Ad Serving 101, Revised
Time for an update to the introductory course.
Time for an update to the introductory course.
Way back in October 2001, I wrote a column with this same title. To this day, I get numerous e-mail from people thanking me for covering this topic. Given the state of the market right now, it’s probably time for an update.
Ad serving is increasingly becoming a commodity. The actual delivery of ads is certainly already commodity. The term “ad serving” is misleading and misunderstood. It sounds like just something that coordinates an ad’s delivery. There’s much more going on here than just that. Lets walk through it.
Publisher Ad Serving
Let’s begin with the nuts and bolts, the most basic functionality of ad serving, then I’ll dive in and explain where the complexities lie. Below is the simplest scenario. An advertiser bought advertising from a publisher and sent the files to the publisher to be delivered onto the page.
Examples of Publisher Ad Servers include Doubleclick DART for Publishers (DFP), Accipiter Ad Manager, and 24/7 RealMedia’s Open Ad Stream (OAS).
Publisher Only Scenario:
This is relatively simple and easily understandable. But this deceptively simple diagram masks what’s going on behind the scenes at step 2. Let’s talk about that for a moment.
Every time an ad’s called, a series of very fast decisions and actions must take place. All this very detailed work should take only a few milliseconds:
I’ve masked some of the incredible technical complexity, particularly around inventory prediction and yield optimization, but the moving parts are relatively easy to track. I haven’t discussed the business management features of the publisher systems. Bear in mind there are sales interfaces, order input interfaces, billing and reporting interfaces, and many other features I do a bit of disservice to in skipping over.
So that’s publisher-side ad serving, and it’s relatively straightforward. Let’s look at the advertiser side of the equation.
Advertiser/Agency Ad Serving
It’s a bit misleading to call advertiser/agency campaign management systems “ad servers.” These solutions do serve ads, but only as a function of tracking them. Rhere are technical realities in the market that require the serving of ads in order to track delivery across multiple publishers from a central source.
Why does an advertiser or agency use these tools? Two reasons: workflow automation and centralized reporting. These agency tools allow a big chunk of an agency’s grunt work to be automated; the data input, creative management and trafficking steps are significantly automated. Since these tools deliver the ads across all Web sites in a campaign, they centralize reporting into one report set comparatively showing all publishers.
Examples of Advertiser Side Ad Servers include the Atlas Suite, Doubleclick’s DART for Advertisers (DFA), Mediaplex’s Mojo, or Bluestreak’s IonAd system.
Agency Ad Serving Scenario:
While there’s an additional set of hops between browser and ad server in this scenario, bear in mind that this entire transaction takes less than a second.

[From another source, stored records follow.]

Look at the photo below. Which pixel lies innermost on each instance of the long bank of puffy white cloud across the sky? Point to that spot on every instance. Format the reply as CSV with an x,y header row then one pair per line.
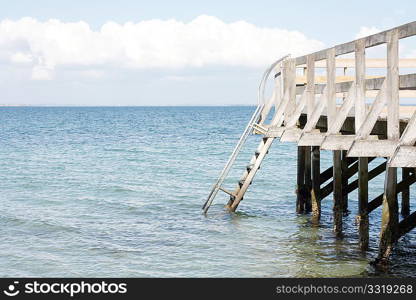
x,y
204,41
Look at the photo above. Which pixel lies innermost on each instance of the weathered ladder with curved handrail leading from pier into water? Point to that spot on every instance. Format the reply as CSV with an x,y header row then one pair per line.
x,y
253,124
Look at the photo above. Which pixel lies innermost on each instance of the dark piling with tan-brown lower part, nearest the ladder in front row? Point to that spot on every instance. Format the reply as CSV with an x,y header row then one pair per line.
x,y
316,184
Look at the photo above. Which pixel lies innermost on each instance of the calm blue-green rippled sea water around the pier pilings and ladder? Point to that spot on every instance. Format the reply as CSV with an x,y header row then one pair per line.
x,y
117,191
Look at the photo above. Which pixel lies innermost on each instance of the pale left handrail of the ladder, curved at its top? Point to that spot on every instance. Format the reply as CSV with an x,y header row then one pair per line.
x,y
254,118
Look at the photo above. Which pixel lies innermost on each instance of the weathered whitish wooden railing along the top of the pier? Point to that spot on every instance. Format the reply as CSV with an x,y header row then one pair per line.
x,y
315,95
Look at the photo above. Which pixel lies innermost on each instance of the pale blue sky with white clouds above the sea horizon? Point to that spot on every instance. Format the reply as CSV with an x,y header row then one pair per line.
x,y
155,52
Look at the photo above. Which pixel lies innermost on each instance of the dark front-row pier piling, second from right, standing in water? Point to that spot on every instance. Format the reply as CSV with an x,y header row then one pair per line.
x,y
362,218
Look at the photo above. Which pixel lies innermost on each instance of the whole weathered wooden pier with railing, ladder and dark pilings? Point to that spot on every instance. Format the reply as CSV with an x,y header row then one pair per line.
x,y
359,117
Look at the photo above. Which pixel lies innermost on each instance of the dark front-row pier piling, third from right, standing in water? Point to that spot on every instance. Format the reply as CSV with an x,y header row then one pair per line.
x,y
338,207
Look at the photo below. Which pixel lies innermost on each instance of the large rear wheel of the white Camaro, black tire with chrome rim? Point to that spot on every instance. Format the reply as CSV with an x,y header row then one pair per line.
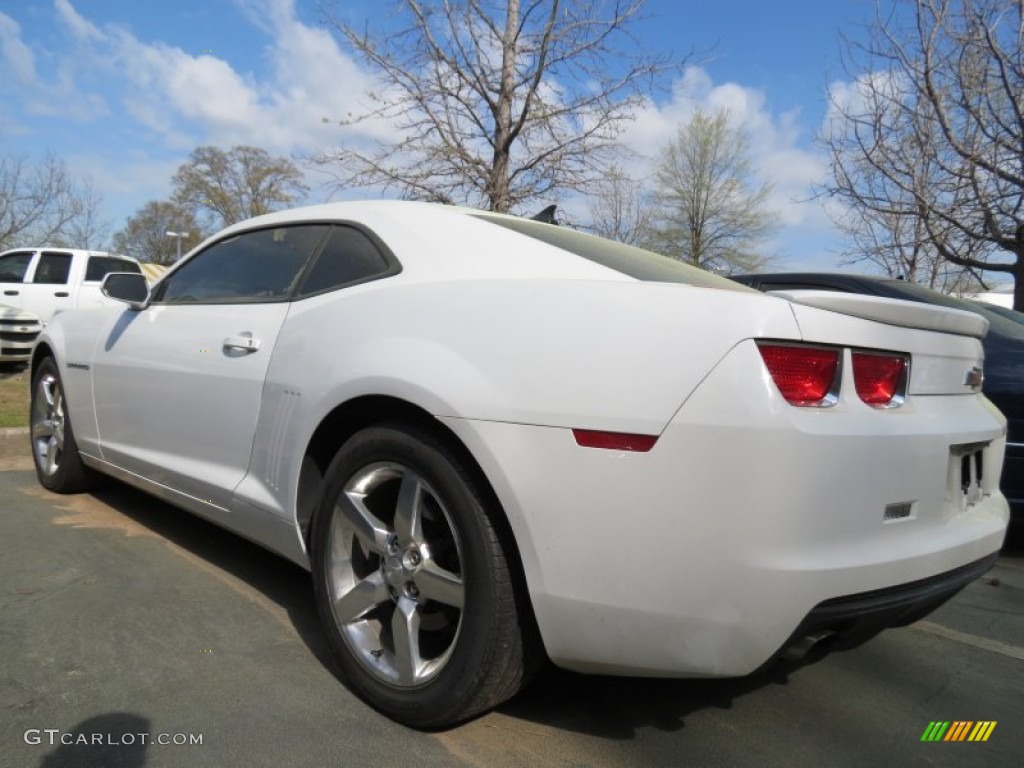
x,y
401,580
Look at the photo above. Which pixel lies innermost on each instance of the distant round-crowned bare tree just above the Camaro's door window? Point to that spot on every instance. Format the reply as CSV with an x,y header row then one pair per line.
x,y
237,185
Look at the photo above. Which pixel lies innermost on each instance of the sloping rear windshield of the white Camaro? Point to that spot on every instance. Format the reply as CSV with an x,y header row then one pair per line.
x,y
629,261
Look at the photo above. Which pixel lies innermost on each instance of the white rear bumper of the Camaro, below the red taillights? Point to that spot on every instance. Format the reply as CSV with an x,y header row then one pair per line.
x,y
706,556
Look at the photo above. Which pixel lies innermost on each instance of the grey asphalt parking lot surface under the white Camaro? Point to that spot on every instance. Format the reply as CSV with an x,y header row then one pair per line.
x,y
123,617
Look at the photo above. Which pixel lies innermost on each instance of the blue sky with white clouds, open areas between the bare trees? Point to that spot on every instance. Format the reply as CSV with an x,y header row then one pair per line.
x,y
124,90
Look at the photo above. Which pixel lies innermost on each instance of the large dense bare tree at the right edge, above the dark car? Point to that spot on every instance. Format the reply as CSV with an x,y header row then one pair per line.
x,y
933,131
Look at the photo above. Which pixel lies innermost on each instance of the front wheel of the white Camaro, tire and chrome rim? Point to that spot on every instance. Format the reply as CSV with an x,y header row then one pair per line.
x,y
59,465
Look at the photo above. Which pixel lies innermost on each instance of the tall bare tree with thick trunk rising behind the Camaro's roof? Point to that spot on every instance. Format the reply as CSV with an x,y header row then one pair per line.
x,y
499,103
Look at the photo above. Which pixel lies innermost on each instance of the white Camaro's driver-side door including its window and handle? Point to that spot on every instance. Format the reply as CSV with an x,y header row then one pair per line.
x,y
178,387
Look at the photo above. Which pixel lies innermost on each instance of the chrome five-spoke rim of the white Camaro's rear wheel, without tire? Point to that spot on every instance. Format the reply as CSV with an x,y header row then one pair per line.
x,y
395,575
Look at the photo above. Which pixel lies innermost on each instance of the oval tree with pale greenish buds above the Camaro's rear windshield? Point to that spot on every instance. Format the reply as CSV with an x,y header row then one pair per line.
x,y
711,210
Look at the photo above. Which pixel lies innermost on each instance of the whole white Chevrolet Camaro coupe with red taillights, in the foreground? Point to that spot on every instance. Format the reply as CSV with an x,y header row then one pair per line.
x,y
495,441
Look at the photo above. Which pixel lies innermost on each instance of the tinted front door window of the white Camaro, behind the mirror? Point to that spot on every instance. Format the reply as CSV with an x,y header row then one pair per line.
x,y
261,266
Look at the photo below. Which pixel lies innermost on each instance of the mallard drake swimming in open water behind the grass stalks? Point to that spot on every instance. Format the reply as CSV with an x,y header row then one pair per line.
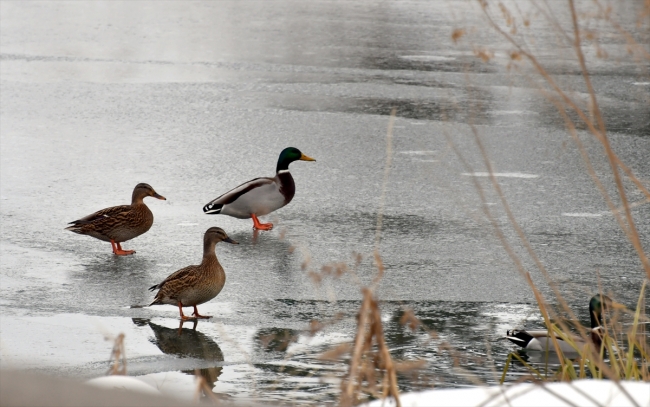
x,y
540,340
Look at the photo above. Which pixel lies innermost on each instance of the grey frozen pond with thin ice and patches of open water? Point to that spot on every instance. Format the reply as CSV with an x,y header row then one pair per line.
x,y
196,98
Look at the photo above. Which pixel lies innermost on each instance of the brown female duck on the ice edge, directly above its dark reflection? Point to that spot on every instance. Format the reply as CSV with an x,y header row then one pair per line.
x,y
194,285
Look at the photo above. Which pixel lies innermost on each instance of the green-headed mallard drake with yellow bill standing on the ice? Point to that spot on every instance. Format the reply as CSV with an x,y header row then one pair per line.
x,y
260,196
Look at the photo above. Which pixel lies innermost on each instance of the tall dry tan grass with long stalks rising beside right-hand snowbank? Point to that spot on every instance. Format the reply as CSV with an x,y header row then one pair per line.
x,y
633,363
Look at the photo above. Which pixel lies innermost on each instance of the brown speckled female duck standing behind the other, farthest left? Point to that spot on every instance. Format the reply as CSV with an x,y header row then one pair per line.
x,y
118,224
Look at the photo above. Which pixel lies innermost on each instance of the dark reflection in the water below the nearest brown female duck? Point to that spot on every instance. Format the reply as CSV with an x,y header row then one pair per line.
x,y
187,343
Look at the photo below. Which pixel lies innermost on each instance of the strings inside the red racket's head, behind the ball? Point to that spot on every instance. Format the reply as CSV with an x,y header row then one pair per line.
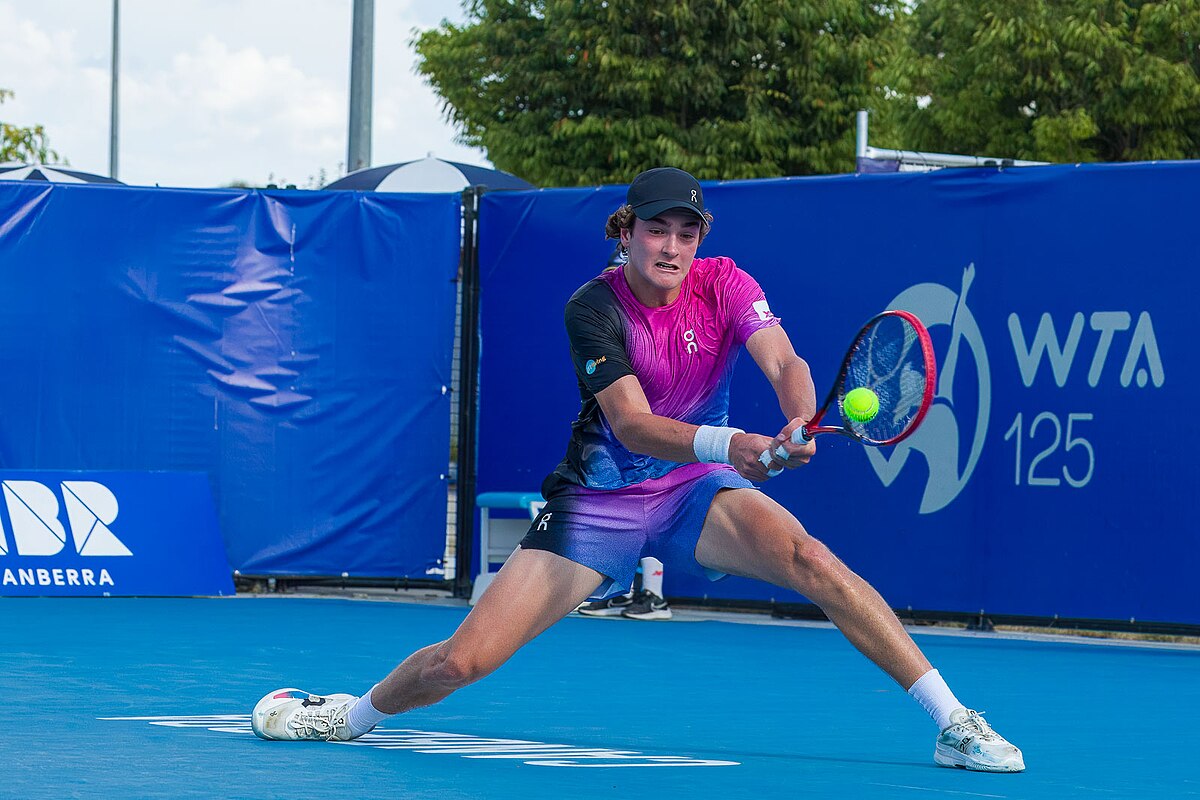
x,y
890,360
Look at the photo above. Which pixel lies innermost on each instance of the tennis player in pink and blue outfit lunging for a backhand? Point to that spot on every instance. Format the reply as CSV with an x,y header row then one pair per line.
x,y
653,468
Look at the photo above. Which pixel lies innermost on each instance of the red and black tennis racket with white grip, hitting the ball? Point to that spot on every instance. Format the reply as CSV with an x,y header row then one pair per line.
x,y
892,359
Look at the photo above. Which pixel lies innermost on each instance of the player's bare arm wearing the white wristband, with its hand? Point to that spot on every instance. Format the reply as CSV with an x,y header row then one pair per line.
x,y
643,431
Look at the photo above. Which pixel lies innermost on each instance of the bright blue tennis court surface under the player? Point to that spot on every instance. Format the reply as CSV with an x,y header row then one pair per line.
x,y
151,699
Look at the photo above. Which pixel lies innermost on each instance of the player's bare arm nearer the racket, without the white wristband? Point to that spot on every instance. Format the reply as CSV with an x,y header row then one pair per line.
x,y
790,377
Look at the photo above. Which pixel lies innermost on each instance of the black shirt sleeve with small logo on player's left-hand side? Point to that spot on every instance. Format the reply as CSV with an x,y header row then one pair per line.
x,y
597,332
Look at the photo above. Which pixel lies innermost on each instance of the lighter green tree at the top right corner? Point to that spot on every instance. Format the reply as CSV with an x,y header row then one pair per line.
x,y
1063,81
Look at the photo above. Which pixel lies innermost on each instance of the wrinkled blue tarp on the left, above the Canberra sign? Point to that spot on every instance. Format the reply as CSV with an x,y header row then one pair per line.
x,y
293,346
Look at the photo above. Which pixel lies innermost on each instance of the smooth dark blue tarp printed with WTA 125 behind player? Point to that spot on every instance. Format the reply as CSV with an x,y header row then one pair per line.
x,y
1055,473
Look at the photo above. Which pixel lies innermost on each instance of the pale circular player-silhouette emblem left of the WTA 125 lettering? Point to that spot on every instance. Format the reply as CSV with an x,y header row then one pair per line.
x,y
950,430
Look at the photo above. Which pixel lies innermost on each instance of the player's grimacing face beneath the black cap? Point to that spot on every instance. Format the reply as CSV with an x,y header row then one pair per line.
x,y
661,255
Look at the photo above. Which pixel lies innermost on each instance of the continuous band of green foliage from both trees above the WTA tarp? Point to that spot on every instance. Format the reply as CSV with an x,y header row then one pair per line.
x,y
579,93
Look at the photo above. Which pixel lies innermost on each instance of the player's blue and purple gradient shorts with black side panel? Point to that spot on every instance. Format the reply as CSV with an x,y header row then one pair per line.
x,y
613,531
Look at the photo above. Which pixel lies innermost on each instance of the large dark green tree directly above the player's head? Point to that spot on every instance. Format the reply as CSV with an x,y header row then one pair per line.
x,y
566,93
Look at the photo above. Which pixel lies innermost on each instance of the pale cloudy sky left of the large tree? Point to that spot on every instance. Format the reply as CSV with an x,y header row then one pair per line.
x,y
214,92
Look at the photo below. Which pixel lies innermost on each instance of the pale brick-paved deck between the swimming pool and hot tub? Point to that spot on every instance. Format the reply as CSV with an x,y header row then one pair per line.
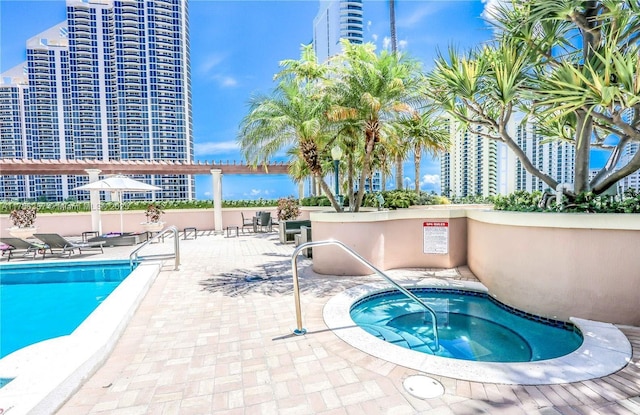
x,y
215,338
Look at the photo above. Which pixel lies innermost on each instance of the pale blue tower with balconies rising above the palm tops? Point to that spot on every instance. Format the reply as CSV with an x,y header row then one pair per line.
x,y
337,19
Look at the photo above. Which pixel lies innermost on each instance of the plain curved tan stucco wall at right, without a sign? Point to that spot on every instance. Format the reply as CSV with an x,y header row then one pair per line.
x,y
560,266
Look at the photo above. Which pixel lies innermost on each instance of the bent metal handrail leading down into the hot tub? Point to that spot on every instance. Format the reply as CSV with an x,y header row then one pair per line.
x,y
296,287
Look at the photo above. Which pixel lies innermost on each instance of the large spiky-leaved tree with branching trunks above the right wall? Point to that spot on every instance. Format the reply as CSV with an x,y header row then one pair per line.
x,y
570,67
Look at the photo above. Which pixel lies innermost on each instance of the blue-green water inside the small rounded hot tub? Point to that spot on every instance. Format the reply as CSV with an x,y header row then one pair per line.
x,y
471,326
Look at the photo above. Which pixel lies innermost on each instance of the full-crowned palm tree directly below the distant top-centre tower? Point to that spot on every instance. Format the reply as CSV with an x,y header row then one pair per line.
x,y
373,91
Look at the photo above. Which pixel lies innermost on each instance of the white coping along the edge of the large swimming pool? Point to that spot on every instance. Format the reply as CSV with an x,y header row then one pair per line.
x,y
47,373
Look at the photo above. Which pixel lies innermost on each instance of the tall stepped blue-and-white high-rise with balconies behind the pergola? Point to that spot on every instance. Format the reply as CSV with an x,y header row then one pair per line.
x,y
111,82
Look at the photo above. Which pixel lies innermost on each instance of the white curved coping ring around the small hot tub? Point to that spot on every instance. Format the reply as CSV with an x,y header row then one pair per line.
x,y
605,348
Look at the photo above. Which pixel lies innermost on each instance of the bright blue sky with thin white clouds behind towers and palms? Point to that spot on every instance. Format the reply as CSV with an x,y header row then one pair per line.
x,y
235,50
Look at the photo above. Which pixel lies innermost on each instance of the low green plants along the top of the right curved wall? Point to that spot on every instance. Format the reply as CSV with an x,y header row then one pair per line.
x,y
588,202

As before, this relatively simple set of actions makes the complexity of what’s happening seem much simpler.
Behind the scenes is a complex, business-facing workflow system that automates about half of the tasks in a media buyer or agency ad operations person’s job. Without this automation, already complex agency roles would be unbearably difficult.
The next step is to get the last half of the agency workflow mapped into these systems and really automate the tasks.